The widespread use of nonselective NSAIDs and cyclo-oxygenase (COX)-2 inhibitors has a substantial impact on healthcare budgets worldwide. The cost of their gastrointestinal (GI) adverse effects is a major component of their direct cost and has received much attention in the literature. Published studies have often differed in their methodologies and results. It is important for decision makers to understand the reasons for these differences in order to make informed decisions.

We conducted a literature review to summarise data that evaluate the direct costs of NSAID-related GI adverse effects worldwide. This resulted in 789 articles from which 29 studies met the inclusion criteria and were fully reviewed. Of these 29, the 9 studies that assessed the cost of COX-2 inhibitors were all based on decision economic models, compared with only 7 of the remaining 20 studies, which assessed the cost of nonselective NSAIDs. In most studies, the perspective was that of the healthcare payer and the costs assessed were reimbursement costs. Costs of GI events almost doubled between regular users and non-users of nonselective NSAIDs and were much higher in high-dose versus low-dose users. The ratio of the total cost of nonselective NSAIDs to their acquisition cost reported in all studies varied from 1.36 to 2.12. Both of these numbers were reported in one single study assessing several different NSAIDs in France. Thus, the GI adverse events attributable to nonselective NSAIDs are substantial, and their costs often exceed the cost of the nonselective NSAID itself.

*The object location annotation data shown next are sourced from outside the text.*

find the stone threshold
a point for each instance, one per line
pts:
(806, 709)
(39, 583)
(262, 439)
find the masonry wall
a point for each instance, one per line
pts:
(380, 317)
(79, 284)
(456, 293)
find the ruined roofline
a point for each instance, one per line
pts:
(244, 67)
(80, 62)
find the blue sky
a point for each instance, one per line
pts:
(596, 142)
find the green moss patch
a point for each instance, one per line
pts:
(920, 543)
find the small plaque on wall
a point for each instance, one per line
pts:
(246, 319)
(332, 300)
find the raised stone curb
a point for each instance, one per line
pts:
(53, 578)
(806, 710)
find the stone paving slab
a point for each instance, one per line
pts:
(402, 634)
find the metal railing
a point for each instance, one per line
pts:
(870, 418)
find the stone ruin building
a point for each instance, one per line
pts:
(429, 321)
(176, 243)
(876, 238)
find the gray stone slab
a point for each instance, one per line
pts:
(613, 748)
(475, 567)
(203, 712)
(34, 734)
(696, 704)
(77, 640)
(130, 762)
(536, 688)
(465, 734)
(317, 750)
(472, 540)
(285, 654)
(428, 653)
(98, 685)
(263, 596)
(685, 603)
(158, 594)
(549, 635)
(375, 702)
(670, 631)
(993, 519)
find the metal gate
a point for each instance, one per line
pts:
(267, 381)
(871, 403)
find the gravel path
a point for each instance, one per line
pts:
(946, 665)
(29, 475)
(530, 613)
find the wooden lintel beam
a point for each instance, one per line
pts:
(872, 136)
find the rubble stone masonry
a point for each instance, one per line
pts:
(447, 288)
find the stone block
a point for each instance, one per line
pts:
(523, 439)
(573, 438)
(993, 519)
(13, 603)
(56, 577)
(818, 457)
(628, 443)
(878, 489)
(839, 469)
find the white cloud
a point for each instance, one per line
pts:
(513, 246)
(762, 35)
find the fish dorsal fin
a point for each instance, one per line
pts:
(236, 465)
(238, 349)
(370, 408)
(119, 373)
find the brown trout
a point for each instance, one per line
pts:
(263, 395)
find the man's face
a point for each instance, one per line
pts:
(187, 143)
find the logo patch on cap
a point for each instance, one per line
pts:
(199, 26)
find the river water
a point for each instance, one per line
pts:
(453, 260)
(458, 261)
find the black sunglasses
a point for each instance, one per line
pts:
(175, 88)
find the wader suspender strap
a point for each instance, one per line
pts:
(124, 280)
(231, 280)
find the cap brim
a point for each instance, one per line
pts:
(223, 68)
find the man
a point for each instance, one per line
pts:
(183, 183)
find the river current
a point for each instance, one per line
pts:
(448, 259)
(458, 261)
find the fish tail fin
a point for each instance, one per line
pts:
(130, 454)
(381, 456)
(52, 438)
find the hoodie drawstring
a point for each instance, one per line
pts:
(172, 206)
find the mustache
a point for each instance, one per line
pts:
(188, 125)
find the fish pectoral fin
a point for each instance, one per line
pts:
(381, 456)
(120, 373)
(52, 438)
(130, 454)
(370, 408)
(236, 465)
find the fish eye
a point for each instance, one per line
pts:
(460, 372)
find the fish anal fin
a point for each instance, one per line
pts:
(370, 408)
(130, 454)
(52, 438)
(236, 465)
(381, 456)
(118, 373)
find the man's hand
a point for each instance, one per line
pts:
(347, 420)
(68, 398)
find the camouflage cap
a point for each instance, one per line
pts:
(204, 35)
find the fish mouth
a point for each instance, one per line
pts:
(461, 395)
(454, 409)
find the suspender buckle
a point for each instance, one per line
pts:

The acquisition cost of the COX-2 inhibitors was the main driver of their total cost. The GI adverse effects with the COX-2 inhibitors added 10–20% to their acquisition cost in North America, while this increase was about 50% in some European countries. Decision analysis models showed that the direct costs of COX-2 inhibitors were lower than those of nonselective NSAIDs in patients at risk of NSAID gastropathy but higher in patients at no to low risk of gastropathy. Thus, from an economic perspective, the healthcare system would benefit from treating patients at risk of NSAID gastropathy with COX-2 inhibitors, but not those at no to low risk.